8Siehe hierzu Dietzel, in Driehaus, Kommunalabgabenrecht, § 8 Rdnr. 549 m.w.N..
9Schließlich kann die streitbefangene Erhebung einer Vorausleistung auch nicht darauf gestützt werden, daß nach § 2 Abs. 2 BSG tatsächlich an die Abwasseranlage angeschlossene Grundstücke der Beitragspflicht unterliegen. Diese Vorschrift stellt als Ausnahmeregelung auf einen tatsächlich vorhandenen Abwasseranschluß ab. Ein solcher besteht für das veranlagte Grundstück nicht.
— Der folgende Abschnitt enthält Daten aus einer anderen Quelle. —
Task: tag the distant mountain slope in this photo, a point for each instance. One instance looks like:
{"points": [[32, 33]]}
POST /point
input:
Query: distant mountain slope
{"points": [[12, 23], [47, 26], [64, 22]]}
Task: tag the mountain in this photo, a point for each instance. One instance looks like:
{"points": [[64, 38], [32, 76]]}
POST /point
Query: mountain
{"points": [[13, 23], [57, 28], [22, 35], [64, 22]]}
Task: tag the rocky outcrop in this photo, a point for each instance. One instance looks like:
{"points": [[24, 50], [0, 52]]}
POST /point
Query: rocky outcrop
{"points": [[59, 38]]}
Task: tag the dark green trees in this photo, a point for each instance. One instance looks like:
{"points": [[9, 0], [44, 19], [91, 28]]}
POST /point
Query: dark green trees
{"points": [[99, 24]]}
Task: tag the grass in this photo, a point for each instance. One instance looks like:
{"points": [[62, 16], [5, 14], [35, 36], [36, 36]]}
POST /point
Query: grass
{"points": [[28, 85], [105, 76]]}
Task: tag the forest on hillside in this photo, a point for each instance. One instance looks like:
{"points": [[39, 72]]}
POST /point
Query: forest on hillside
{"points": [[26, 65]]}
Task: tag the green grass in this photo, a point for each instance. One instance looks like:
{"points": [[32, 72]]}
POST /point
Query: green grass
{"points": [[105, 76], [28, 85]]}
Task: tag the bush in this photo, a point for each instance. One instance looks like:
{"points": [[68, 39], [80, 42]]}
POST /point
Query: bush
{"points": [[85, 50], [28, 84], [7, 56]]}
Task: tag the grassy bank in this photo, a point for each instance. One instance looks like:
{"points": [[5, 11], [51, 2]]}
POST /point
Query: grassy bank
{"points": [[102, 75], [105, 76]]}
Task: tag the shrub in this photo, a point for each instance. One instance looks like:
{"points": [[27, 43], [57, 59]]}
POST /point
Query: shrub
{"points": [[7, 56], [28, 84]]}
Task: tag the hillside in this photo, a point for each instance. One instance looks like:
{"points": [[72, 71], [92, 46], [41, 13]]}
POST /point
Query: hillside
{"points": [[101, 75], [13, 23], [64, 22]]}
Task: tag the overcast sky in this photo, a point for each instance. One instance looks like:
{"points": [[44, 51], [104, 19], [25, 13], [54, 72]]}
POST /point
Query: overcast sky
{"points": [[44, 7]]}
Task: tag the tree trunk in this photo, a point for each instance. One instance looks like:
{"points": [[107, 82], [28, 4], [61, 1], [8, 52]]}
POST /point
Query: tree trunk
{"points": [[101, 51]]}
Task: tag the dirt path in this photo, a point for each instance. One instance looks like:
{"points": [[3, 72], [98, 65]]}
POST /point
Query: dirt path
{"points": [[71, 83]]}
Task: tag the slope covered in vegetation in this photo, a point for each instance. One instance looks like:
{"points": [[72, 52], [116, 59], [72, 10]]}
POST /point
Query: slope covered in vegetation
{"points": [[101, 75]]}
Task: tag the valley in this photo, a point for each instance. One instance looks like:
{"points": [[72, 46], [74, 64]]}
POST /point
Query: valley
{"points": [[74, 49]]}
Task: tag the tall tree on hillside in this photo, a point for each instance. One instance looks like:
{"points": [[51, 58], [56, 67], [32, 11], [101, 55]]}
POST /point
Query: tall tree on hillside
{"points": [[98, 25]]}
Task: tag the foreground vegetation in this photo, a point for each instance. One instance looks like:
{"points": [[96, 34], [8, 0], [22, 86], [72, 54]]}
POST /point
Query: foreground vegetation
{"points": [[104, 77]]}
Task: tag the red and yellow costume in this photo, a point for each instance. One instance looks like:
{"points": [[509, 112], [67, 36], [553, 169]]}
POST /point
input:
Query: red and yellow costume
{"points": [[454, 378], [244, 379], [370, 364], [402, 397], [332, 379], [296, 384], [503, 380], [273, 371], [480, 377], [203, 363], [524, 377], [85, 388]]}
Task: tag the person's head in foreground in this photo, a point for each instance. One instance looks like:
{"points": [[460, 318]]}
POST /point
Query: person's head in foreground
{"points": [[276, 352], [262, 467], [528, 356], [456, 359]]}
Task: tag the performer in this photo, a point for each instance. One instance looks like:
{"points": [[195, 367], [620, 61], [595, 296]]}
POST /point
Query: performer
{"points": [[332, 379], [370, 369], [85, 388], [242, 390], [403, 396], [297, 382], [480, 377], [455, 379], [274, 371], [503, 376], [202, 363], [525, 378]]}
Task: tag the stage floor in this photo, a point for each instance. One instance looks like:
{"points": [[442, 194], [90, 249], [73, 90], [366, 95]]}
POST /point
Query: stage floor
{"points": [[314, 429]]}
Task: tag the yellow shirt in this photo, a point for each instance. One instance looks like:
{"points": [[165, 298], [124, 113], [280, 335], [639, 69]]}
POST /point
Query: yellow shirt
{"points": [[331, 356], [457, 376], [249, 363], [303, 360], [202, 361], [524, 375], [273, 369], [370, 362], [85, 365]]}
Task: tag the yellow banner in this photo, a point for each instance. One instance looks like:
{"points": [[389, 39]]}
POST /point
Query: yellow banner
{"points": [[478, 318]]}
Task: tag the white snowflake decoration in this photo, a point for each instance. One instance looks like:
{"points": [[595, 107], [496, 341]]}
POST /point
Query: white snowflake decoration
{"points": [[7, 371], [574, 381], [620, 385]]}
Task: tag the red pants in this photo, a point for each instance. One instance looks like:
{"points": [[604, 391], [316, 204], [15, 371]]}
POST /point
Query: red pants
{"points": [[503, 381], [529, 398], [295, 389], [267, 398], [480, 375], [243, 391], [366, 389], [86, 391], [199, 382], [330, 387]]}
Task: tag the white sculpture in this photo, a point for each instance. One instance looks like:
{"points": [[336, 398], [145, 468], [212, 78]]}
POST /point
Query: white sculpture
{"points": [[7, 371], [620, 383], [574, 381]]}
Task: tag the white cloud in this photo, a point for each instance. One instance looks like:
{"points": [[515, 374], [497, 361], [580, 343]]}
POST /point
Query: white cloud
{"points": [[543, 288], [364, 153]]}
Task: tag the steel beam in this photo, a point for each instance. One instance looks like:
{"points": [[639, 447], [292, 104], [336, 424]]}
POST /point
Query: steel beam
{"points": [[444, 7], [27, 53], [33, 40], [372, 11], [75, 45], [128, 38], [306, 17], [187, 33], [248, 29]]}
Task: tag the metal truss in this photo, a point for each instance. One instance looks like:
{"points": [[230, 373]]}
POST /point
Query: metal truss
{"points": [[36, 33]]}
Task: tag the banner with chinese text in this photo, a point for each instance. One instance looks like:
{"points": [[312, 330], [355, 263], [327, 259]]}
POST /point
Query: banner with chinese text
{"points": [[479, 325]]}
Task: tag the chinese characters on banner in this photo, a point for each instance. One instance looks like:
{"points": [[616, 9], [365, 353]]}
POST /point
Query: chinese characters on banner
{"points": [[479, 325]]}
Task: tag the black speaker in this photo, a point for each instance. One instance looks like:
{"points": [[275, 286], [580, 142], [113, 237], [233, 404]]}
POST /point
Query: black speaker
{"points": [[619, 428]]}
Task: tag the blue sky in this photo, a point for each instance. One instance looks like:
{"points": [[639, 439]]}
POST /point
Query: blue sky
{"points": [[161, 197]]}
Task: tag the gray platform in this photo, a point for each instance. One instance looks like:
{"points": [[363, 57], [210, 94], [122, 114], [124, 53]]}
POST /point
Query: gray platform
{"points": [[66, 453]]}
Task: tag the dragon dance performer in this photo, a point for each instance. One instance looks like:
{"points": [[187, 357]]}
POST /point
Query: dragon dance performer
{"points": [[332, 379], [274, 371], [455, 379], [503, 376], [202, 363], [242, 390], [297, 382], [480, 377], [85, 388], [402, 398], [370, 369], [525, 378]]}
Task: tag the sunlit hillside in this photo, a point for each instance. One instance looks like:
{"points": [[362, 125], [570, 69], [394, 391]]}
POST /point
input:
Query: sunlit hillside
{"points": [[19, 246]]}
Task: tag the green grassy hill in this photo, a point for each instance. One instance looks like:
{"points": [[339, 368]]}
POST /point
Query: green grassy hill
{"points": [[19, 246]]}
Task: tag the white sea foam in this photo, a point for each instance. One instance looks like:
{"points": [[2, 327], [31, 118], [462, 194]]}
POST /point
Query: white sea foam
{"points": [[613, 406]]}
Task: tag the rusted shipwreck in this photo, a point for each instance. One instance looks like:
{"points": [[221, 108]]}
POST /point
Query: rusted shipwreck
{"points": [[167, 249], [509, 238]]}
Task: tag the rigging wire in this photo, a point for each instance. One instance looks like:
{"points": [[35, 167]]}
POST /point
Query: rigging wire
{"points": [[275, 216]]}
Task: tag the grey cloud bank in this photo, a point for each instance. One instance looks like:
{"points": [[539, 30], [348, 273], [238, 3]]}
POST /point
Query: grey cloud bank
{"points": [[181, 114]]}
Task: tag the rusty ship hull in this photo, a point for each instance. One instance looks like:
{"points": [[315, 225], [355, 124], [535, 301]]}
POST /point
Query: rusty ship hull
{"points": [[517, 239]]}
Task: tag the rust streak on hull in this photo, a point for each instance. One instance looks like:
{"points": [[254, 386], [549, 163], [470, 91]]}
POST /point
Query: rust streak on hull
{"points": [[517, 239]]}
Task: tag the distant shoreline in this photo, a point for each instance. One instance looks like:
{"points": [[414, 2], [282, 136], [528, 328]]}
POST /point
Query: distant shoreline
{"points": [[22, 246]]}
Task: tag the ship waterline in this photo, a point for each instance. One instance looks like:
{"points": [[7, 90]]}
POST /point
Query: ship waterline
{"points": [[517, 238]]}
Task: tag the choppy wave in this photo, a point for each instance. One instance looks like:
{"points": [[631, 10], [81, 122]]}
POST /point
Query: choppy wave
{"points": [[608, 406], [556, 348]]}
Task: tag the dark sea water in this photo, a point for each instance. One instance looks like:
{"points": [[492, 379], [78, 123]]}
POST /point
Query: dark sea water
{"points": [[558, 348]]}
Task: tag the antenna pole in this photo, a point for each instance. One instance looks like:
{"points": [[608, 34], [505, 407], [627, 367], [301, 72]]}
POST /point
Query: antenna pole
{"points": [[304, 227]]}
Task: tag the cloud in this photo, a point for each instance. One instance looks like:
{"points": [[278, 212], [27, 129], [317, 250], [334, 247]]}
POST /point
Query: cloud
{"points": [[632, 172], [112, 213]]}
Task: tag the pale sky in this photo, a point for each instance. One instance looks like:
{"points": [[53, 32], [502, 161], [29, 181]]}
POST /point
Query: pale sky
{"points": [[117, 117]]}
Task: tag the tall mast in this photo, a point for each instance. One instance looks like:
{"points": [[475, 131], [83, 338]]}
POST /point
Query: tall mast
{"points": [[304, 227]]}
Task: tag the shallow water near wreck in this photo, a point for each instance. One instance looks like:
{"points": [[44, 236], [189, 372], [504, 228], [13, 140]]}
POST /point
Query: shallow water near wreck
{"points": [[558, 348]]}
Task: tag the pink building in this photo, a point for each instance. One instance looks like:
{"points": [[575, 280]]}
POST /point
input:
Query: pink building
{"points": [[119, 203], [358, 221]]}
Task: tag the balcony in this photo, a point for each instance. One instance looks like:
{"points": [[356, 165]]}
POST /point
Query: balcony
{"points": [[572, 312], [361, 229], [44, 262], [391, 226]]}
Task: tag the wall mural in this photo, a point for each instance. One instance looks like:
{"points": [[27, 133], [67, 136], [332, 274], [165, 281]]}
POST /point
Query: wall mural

Ob die Erhebung einer Vorausleistung vor der tatsächlichen Schaffung eines Abwasseranschlusses überhaupt auf diese. Regelung gestützt werden kann, erscheint angesichts deren Ausnahmecharakters fraglich. Jedenfalls wäre eine solche Erhebung von Vorausleistungen nach deren allgemeinen Erfordernissen nur dann gerechtfertigt, wenn mit hinreichender Sicherheit zu erwarten wäre, daß der tatsächliche Anschluß in absehbarer Zeit hergestellt wird. Insoweit genügt nicht der Hinweis des Antragsgegners auf eine allgemeine Anschlußpflicht. Maßgeblich ist hier vielmehr, daß der Antragsteller nicht bereit ist, sich einem vom Antragsgegner ausgeübten Anschluß- und Benutzungszwang zu unterwerfen, und es demgemäß als ungewiß angesehen werden muß, ob und wann tatsächlich ein Anschluß des betroffenen Grundstücks erfolgt.
10Die Kostenentscheidung beruht auf § 154 Abs. 2 VwGO.
11Den Streitwert setzt der Senat in ständiger Rechtsprechung gemäß §§ 20 Abs. 3, 13 Abs. 1 GKG im Hinblick auf den nur vorläufig regelnden Charakters des einstweiligen Rechtsschutzverfahrens in Höhe des Viertels des umstrittenen Beitrages fest.
12Dieser Beschluß ist gemäß § 152 Abs. 1 VwGO unanfechtbar.